Author: , Post Date: November 18, 2019

Excerpt from…

Lower tuition rates may mean more downgrades in FY 2020

By Sarah Wynn
Nov 18, 2019


Some analysts have decided to stick with highly rated bonds in the higher education sector.

“The higher education area, depending on if it’s public or private has seen some declines (in enrollment) over the years, especially in the private colleges,” said Patricia Healy, senior vice president of research and portfolio manager at Cumberland Advisors. Private universities have seen more downgrades than public universities, Healy later added.

Healy said Cumberland looks for double-A and higher single A-rated bonds because high-quality bonds tend to be more liquid and the firm tends to take a more active strategy.
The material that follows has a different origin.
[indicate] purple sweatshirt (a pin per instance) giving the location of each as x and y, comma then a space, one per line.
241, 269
Healy said her firm stopped investing in many private colleges years ago due to the continuing decline in enrollment. Healy said a decline in enrollment can be a reflection of a good economy because people are going directly into the workforce.

Universities, public and private, that have big endowments and solid reputations are doing fine, Healy said. For public universities, it depends on how much state appropriations they are allotted.

“States want to make sure there’s higher education for the people in their state that they can afford so that’s why they do the state appropriations,” Healy said.